Consuming Tragedy

Incidents similar to what happened last night in Las Vegas always heighten my anxiety. I start living in a world of what ifs, I walk in streets thinking about my next move if the person two cars over does something to cause me or others harm. I walk my dog at night with my keys between my knuckles. When biking home from class in the dark, I think about how to fight off an attacker who is faster and stronger than me. In planes, I wonder what I'll hold on to or how I'll react if the plane crashes. I tell Matt goodbye as he heads home to Chicago and I think about all the things that could happen to him in such a big city. Tragedies bring out my anxiety and my fears. I am always jumping to the worst possible conclusions. 

But I, like so many of us, consume these tragedies. I scour the news sites, social media, survival stories. I so desperately want to understand and know all the details of what happened. Media's rise helps feed this need. And while I think its important to stay updated on what's going on... Sometimes I think it makes me feel numb to it too. This morning, I woke up, I saw the news notification on my phone, I whispered "wow that's so sad", but then I moved on. I kept going with my day because that's just what we do, right? We post on social media, we talk about its awfulness with our friends, and then its over. We've done our due diligence, we know all the gory details. 

I have to stop consuming the tragedy to understand the suffering. And not understand, as in understand what those who lost loved ones today are going through, because I can never understand their pain, nor will I ever say that I do. I mean understand as in sit with these lives that were stolen, these hearts that are broken and this world that is desperate for an end to all the sadness. I mean understand as in sit and listen and help to carry another's pain. I mean understand as in sit in silence with those who just don't want to be alone. I mean understand as raise my empty, trembling hands up to God and say, "I don't get why you let this happen and I'm so angry for everyone feeling this pain so immensely, but here I am. Use me, use this brokenness and make it beautiful. Redeem us, Jesus." 

I've seen a lot of posts today that say something along the lines of "we need to stop praying and start actually doing something", and I reject that. I understand that many of these posts come from hearts hardened to my God, people that don't care to or cannot fathom my belief sight unseen. Because if only they knew my Jesus, they'd know the only thing I can do is pray. They'd know that prayer is the most powerful quality I have. Prayer has saved me from fears of homelessness, fears of mental health, broken relationships, abusive mindsets and other terrible situations. Prayer saved my college career and ultimately it saved my life. 

I don't know about you, but I tend to have a pretty big savior complex. I have pretty terrible self-esteem, but there is also an arrogance that tells me I can handle it. Perhaps even in writing this know, I'm saying that I have some kind of answer. But when I start to think that I can save myself, that I can fix other's problems, that I have the answers no one else has thought of; well, that's when I hit rock bottom. Prayer humbles me. It tells me that I am powerless without an all-powerful God. I cannot help what happened in Las Vegas on my own. But I can cry out to God and ask for help, ask for healing, ask for mercy. I cannot end the suffering, but I can pray to the One who ultimately suffered that we may one day suffer no more. 

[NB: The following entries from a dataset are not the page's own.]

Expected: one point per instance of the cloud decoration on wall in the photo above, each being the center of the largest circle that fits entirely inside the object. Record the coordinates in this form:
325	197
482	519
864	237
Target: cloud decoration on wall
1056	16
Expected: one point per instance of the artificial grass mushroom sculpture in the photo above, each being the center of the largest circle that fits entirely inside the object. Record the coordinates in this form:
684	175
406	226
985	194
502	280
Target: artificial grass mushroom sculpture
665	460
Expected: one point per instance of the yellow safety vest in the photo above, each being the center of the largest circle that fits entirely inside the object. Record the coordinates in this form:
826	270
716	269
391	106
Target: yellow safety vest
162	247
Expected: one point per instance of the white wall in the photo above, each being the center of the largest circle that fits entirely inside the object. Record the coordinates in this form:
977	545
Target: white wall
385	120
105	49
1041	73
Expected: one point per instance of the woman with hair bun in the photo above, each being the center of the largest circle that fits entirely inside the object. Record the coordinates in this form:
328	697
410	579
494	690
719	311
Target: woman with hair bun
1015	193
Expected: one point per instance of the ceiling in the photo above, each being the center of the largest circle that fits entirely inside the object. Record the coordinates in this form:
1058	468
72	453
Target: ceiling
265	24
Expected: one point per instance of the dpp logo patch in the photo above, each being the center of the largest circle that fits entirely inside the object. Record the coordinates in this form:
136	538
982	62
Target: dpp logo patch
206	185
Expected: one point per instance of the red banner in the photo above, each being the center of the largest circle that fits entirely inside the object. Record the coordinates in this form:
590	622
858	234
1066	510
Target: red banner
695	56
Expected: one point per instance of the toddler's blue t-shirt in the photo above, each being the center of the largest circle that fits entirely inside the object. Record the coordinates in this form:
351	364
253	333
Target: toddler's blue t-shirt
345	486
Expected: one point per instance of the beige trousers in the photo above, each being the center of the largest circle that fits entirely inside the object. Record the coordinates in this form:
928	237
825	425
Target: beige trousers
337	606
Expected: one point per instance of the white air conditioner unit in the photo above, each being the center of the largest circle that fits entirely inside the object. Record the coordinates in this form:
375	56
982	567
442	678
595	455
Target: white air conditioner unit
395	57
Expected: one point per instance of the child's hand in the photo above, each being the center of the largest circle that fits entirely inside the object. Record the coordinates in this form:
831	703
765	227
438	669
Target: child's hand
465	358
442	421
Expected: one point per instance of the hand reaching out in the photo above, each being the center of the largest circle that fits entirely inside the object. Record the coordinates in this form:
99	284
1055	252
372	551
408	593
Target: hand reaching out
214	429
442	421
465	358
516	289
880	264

Prayer is all I have, and today, I'm praying for peace, empathy, understanding, love. I'm praying for those who had loved one's stolen today. I'm praying for those who walked away from that concert without the one they walked in with. I'm praying for the family of Stephen Paddock who seems so blindsided by this tragedy. I'm praying for those fighting to hold on today. I'm praying that tomorrow and the next day, I might have the courage to seek out the lonely and isolated and tell them how much I think they're worth. I'm praying that these tragedies will not force me into submission of fear, but that I will continue to give myself to others. I'm praying for hands like Jesus'. Hands that hold, that comfort, that give until they can't any longer. I praying for you and I'm praying for me. 

And if prayer just isn't something you can bring yourself to right now, that's okay. There are valleys for all of us. There are blood banks desperately in need of your blood type, gofundme pages seeking your donations, and friends that need your soft shoulder and comforting ear. If prayer isn't your power, I urge you to seek kindness when it would be so much easier to just turn the other direction, call your representatives and talk to them about the importance of gun control and mental health care. (We as the hands and feet of the body should be seeking these routes also). Finally, don't let the sunrise tomorrow with you already archiving the Las Vegas shooting. Hold these names, these faces, these prayers with you, carry their pain to Jesus.